Deloitte has traditionally made corporate donations to non-profit organizations and encourages its employees to sit on the boards of non-profits. On the first Friday of the company’s fiscal year in June, Deloitte asks its employees to volunteer at a non-profit organization, a company event called Impact Day.

But the Center for Leadership and Community program is much more ambitious. It allows Deloitte to offer similar management expertise to non-profits as the consulting company gives to its corporate clients.

“We have the opportunity to share in the community the same skills and talent that we share with our clients every day,” Buzzelli said.

When they were setting up the program, Buzzelli and Porges reached out to local non-profit executives to find out what business issues they needed help with most.

The first workshop addressed how to coach employees effectively and drew about 50 participants, including executives from the California Science Center, Los Angeles County Economic Development Corp. and United Way of Greater Los Angeles.

Buelna of Plaza has been attending the training programs since the Deloitte center’s inception. At the time, the non-profit had an operating budget of $3 million – that’s grown to $6.5 million thanks to increased fundraising of about $500,000 and the grant.

Once the grant was awarded, Buelna had to tap into his newly acquired management training in order to ramp up the child care program’s expansion. He only had three months.
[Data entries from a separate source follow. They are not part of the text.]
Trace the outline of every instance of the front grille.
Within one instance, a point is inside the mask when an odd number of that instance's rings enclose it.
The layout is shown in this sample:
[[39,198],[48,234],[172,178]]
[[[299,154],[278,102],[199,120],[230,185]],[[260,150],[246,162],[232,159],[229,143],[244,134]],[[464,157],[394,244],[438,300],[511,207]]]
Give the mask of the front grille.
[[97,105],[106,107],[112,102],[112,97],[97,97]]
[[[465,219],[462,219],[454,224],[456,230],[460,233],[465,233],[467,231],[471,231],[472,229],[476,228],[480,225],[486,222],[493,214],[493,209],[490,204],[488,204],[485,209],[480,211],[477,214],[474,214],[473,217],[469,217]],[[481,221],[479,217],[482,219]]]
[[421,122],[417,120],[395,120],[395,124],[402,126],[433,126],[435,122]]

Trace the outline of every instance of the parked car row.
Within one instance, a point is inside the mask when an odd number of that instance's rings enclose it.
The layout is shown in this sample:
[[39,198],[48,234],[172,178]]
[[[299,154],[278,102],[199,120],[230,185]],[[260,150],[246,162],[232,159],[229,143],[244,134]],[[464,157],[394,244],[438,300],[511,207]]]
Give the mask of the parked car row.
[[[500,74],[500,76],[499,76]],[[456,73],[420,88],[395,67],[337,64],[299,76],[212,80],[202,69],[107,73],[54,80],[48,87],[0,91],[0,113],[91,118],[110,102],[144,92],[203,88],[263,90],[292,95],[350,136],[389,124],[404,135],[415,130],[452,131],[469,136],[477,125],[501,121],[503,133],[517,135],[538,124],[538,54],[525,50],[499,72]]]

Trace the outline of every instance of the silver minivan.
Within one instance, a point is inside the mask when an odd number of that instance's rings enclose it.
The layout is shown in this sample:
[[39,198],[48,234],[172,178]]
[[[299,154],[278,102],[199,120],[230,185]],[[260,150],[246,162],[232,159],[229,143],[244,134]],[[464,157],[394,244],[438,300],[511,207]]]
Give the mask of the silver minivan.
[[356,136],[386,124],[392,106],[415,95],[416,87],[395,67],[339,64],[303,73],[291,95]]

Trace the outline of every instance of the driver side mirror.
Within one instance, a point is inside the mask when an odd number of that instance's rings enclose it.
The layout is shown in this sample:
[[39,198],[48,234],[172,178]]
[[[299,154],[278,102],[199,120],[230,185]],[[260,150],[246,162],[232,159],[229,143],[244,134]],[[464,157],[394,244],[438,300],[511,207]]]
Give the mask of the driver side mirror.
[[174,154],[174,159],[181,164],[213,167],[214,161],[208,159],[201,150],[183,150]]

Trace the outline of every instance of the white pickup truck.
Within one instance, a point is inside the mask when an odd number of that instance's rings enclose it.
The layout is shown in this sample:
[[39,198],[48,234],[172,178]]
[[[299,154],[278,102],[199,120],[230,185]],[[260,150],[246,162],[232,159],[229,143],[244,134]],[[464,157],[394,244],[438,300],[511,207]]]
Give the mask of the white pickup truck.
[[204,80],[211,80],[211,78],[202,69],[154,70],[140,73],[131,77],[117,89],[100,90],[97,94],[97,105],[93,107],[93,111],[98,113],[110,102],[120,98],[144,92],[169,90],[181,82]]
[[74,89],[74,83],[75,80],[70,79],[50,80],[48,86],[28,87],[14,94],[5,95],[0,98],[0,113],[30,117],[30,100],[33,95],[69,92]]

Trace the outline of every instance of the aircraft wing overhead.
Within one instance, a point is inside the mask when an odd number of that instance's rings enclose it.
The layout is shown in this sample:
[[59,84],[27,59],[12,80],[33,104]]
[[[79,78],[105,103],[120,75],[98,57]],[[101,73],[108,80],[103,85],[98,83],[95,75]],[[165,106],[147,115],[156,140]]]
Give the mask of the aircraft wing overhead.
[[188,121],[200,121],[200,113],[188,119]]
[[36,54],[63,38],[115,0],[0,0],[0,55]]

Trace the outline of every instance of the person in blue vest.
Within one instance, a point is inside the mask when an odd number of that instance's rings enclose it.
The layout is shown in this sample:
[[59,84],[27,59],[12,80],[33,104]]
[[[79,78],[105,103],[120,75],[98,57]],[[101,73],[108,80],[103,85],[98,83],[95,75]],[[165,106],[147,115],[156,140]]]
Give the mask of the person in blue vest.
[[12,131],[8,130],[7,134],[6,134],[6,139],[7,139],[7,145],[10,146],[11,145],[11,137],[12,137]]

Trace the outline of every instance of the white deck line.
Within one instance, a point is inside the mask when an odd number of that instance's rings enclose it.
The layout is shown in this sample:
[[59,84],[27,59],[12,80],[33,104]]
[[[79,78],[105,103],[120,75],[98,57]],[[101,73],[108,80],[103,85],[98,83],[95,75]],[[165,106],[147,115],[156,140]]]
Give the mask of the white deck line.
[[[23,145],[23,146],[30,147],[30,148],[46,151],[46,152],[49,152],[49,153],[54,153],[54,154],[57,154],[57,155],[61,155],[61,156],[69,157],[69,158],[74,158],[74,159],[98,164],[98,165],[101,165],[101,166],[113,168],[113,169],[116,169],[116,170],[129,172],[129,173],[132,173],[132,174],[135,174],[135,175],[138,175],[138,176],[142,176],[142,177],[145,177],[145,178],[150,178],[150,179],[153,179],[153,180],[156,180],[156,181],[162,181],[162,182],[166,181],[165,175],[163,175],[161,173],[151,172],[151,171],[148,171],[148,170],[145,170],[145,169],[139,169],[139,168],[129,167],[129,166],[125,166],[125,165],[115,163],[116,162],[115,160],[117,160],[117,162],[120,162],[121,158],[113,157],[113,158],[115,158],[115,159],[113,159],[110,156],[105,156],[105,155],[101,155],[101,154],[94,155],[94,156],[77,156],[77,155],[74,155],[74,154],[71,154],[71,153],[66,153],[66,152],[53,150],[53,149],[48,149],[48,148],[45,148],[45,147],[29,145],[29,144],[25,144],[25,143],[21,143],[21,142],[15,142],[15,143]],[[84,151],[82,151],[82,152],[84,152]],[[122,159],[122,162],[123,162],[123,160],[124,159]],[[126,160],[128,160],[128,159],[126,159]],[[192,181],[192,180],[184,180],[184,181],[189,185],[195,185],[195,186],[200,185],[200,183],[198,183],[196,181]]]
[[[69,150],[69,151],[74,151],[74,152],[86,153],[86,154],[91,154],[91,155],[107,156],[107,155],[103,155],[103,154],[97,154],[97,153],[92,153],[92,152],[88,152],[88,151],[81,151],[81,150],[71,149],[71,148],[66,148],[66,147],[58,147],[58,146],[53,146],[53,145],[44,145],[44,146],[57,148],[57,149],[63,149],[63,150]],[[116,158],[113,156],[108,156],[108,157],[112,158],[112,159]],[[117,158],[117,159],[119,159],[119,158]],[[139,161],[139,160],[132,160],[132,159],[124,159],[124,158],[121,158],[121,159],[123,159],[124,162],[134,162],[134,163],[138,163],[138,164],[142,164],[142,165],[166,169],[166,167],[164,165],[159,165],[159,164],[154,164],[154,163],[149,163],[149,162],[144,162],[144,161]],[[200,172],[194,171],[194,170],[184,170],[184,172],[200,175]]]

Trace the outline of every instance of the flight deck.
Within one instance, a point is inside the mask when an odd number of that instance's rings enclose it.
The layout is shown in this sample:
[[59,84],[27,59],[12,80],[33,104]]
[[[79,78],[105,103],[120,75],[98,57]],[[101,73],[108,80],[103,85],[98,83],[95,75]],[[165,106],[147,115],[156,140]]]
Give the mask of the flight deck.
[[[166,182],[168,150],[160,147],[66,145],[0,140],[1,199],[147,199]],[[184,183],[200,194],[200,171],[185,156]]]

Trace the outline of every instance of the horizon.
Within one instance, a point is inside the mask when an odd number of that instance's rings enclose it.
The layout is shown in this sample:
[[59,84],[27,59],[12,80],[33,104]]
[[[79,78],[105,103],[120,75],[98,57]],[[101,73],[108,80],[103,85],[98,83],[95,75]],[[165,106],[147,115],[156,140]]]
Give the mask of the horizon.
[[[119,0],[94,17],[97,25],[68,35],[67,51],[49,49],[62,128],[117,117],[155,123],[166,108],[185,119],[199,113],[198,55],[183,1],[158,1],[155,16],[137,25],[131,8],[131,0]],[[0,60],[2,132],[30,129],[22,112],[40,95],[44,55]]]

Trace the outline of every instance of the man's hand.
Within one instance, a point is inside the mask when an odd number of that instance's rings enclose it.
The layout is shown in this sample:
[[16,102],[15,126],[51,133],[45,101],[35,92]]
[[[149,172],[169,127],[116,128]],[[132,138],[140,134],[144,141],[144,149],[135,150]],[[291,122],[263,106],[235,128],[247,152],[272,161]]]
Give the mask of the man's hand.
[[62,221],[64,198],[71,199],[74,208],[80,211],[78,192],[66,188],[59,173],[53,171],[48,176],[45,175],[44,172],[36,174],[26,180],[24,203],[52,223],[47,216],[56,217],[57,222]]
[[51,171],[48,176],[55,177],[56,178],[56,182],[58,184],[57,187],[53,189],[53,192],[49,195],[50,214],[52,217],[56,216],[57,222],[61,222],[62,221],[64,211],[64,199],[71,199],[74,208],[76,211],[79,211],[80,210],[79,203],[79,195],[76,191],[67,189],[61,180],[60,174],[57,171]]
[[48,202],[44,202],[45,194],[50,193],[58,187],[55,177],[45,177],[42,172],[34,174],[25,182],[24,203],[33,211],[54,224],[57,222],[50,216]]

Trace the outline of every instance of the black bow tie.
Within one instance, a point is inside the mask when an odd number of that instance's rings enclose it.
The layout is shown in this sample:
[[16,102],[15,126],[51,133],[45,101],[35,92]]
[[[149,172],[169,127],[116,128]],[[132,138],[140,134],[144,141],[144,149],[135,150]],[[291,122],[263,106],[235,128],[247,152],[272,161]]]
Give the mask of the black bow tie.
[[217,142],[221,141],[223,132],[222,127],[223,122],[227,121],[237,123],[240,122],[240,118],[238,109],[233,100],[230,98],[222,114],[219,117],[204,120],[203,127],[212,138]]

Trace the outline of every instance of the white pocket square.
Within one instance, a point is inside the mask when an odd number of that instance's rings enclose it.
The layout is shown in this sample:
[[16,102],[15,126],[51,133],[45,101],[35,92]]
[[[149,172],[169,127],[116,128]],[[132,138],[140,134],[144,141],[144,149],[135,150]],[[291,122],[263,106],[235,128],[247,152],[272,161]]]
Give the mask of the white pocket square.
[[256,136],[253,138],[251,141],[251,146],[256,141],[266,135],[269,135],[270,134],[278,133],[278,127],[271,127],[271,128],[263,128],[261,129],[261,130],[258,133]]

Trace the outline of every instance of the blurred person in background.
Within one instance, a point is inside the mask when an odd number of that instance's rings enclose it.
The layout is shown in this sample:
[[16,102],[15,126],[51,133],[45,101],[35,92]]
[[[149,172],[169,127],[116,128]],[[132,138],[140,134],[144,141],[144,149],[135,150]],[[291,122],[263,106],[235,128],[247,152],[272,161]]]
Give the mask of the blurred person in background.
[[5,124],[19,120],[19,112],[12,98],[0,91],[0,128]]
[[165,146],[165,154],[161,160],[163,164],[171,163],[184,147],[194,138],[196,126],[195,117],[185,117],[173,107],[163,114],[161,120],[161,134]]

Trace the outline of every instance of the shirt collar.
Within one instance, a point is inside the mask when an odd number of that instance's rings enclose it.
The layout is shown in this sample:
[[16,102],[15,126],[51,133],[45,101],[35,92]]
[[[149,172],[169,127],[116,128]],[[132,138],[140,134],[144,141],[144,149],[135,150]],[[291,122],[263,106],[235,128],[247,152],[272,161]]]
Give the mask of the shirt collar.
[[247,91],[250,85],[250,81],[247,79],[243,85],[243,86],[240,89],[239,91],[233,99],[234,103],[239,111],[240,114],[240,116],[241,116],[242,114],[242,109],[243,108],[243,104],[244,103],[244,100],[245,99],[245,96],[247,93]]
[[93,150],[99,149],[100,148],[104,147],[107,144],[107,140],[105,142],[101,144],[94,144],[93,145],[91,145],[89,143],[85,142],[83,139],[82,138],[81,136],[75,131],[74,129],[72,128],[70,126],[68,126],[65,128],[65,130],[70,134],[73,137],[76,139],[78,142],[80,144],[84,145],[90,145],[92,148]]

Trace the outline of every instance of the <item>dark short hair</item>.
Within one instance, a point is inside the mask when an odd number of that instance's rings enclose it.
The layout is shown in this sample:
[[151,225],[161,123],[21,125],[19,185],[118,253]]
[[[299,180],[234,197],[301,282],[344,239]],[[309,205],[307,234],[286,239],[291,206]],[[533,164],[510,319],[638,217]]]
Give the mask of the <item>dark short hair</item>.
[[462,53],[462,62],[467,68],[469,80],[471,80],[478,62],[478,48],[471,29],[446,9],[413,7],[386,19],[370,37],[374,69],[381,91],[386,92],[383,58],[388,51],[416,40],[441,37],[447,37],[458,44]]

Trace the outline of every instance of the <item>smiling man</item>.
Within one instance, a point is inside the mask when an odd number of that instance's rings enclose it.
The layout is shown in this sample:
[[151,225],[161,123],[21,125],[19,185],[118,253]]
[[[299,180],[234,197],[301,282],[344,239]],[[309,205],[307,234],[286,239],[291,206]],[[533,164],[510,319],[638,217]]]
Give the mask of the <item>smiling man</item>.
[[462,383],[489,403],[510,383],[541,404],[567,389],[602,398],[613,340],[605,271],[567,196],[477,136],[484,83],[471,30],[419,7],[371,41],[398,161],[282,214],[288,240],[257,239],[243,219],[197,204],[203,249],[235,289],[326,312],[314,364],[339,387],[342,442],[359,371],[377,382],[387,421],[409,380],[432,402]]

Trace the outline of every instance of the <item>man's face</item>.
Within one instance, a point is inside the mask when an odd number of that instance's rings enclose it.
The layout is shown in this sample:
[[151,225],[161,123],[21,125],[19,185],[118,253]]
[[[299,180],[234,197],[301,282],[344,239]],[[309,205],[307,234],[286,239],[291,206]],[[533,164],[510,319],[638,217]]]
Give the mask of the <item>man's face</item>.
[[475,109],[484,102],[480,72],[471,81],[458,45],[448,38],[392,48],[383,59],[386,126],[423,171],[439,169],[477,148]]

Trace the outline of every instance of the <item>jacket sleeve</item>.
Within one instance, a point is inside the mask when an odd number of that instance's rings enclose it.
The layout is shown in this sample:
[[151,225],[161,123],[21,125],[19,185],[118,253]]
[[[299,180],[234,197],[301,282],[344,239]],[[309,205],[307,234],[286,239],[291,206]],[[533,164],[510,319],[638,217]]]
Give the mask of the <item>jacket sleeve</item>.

“In part of the management training, there was training on how you focus to get an almost impossible task done in a possible way,” Buelna said.

While other organizations and programs help non-profit executives improve their business skills, those who have attended Deloitte center workshops said the programs are different because of the emphasis on organization and management.

“It provides a forum, regularity and a routine that you can count on and there aren’t that many forums like that in the region for people who lead organizations,” said Paul Vandeventer, chief executive of downtown L.A. non-profit Community Partners, an incubator for non-profits.